New Yorkers were also advised to not share their face coverings. An individual should use them for a day, and then hand wash them in soap and water and let them dry. New York City Health Commissioner Dr. Oxiris Barbot said New Yorkers should have more than one face covering.

As long as they do not get wet, paper masks are acceptable to use, Barbot said.

However, there is no consensus among health experts on how effective face coverings are, and the governor said earlier this month that he was not sure if they helped considerably. Some health officials have also expressed concerns face coverings provide a false sense of security, and Cuomo’s own health commissioner dismissed the city’s face coverings guideline as unproven.


752 additional people died in New York state as a result of COVID-19 in the past 24 hours, Cuomo said around midday Wednesday, bringing the confirmed death count to 11,586. Among those new deaths, Cuomo said, 708 were in hospitals and 45 in nursing homes.

Citywide, as of 2 p.m. Wednesday, there were 111,424 confirmed cases of COVID-19, an estimated 29,741 hospitalizations, and 10,899 deaths (6,840 confirmed and 4,059 probable).

On Tuesday, New York City health officials released new figures sharply increasing the city’s death toll.

Department of Health officials said the new numbers reflect people suspected of dying from the virus but who didn’t have a test, including people who died at home, in nursing homes and hospitals.

For weeks, the department had been counting the presumed virus deaths based on symptoms and medical history, but only those who tested positive and died of COVID-19 were included in the public count.

Cuomo said the state may also revise its count of total deaths.

“The CDC changed guidelines on how they want information reported. They want deaths and then another category of probable deaths, which is a new category that's done by the local department of health or the coroner,” the governor said. “We're going to rationalize those new reporting requirements with local governments and get that information out as soon as we can.”

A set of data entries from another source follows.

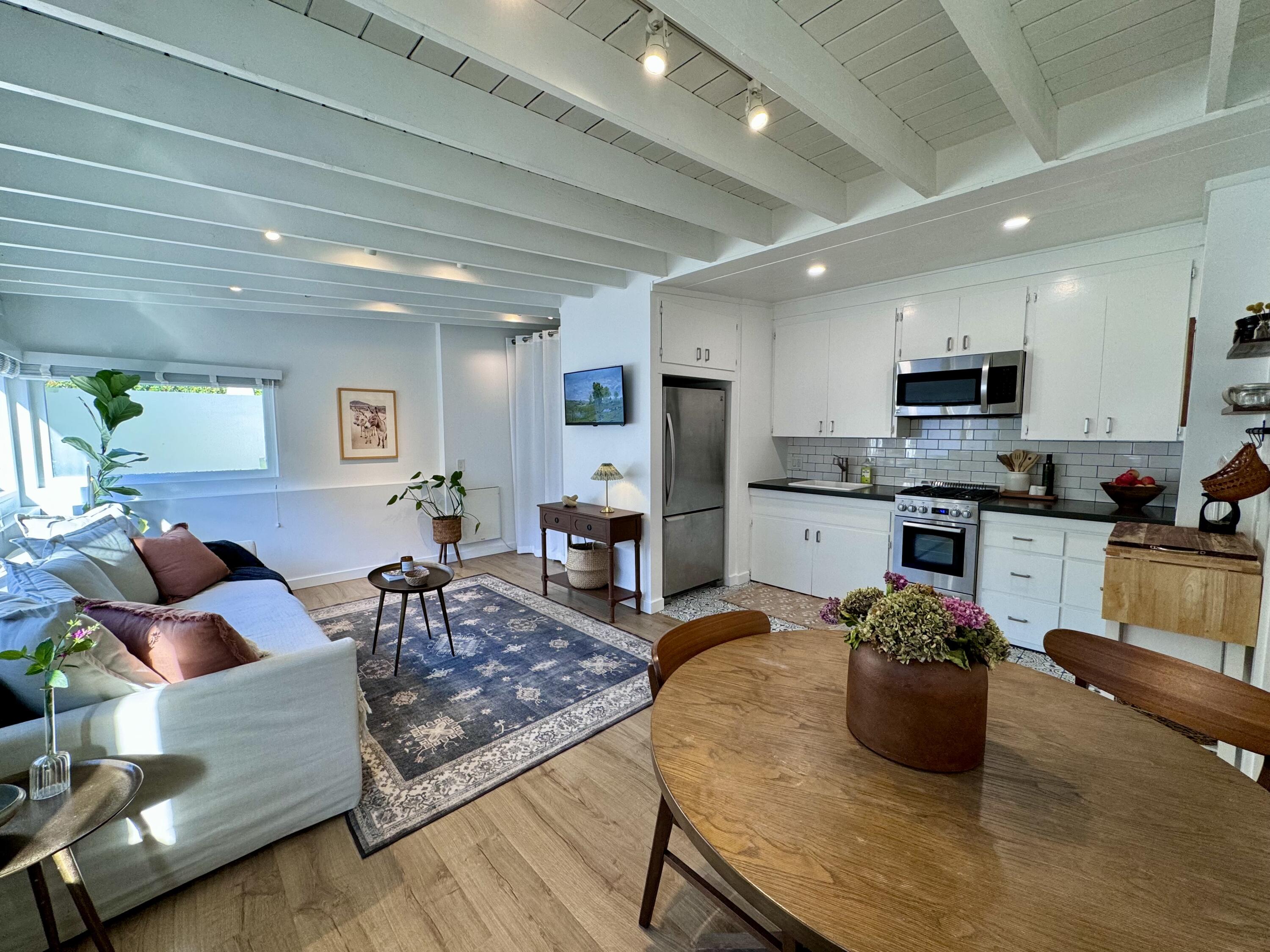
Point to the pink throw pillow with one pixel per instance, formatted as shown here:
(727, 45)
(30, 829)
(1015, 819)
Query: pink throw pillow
(182, 567)
(176, 644)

The borough-by-borough breakdown of confirmed cases, with some fluctuation in the numbers:

  • Queens: 34,831 confirmed cases
  • Brooklyn: 29,250
  • The Bronx: 24,587
  • Manhattan: 14,188
  • Staten Island: 8,504

A week ago, New York City's confirmed case total was 80,204. A week before that: 45,707.

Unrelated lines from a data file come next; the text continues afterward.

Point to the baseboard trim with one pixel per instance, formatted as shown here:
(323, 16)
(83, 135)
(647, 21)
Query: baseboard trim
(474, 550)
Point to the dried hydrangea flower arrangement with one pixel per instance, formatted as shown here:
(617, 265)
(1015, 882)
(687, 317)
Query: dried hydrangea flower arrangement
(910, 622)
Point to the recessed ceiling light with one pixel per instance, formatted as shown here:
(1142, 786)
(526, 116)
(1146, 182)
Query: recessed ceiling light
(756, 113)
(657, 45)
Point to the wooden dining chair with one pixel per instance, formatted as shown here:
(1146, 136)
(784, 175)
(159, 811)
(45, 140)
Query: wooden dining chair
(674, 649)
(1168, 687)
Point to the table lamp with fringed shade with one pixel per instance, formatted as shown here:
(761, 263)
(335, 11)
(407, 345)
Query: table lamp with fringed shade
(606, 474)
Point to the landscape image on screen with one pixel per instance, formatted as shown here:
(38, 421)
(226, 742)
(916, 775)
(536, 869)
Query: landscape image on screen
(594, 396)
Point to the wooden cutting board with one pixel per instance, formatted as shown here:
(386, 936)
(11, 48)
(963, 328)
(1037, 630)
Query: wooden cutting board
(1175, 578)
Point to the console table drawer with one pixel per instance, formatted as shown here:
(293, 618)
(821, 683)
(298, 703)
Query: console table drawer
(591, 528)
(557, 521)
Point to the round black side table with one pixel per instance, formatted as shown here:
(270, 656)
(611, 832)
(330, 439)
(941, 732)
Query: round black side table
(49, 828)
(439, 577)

According to the state, New York state has seen, as of midnight Tuesday, 213,779 confirmed coronavirus cases.


Cuomo said testing will be the key to a phased reopening as the state kick starts 2,000 daily antibody tests via finger prick this week. But, New York can’t fulfill testing at a widespread scale without the federal government’s support, he added.

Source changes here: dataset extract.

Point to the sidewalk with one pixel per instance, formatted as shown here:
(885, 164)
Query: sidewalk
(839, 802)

First responders and health care workers will be the first group to be prioritized for antibody tests.

Cuomo said a phased reopening of the economy will be based on public health safety and the slowing infection rate. Businesses and services will be considered for reopening based on how “essential” they are and what the risk of “infection spread” is.

With a vaccine 12 to 18 months away, Cuomo said he’s “ambitious” to form a partnership with the federal government to conduct trials on New Yorkers.

While ventilator use is going down, as are the number of new hospitalizations in New York state, the number of deaths from COVID-19 have remained steady at more than 700 for 7 out of the last 8 days.

And more than 18,000 people remain hospitalized statewide, with 2,000 New Yorkers still being diagnosed daily with the virus, Cuomo said.

Fears of overwhelming the health care system have stabilized, Cuomo said, pointing to how 50 percent additional hospital capacity was achieved in one month.

With hospitalizations not reaching the levels the state feared, Cuomo said he’s giving 100 ventilators to the state of Michigan and 50 to Maryland.

In his press conference, the governor also thanked the federal government for their support in setting up the Javits Center as an overflow area which has utilized 800 of the 2,500 beds.


This story included reporting from Zack Fink.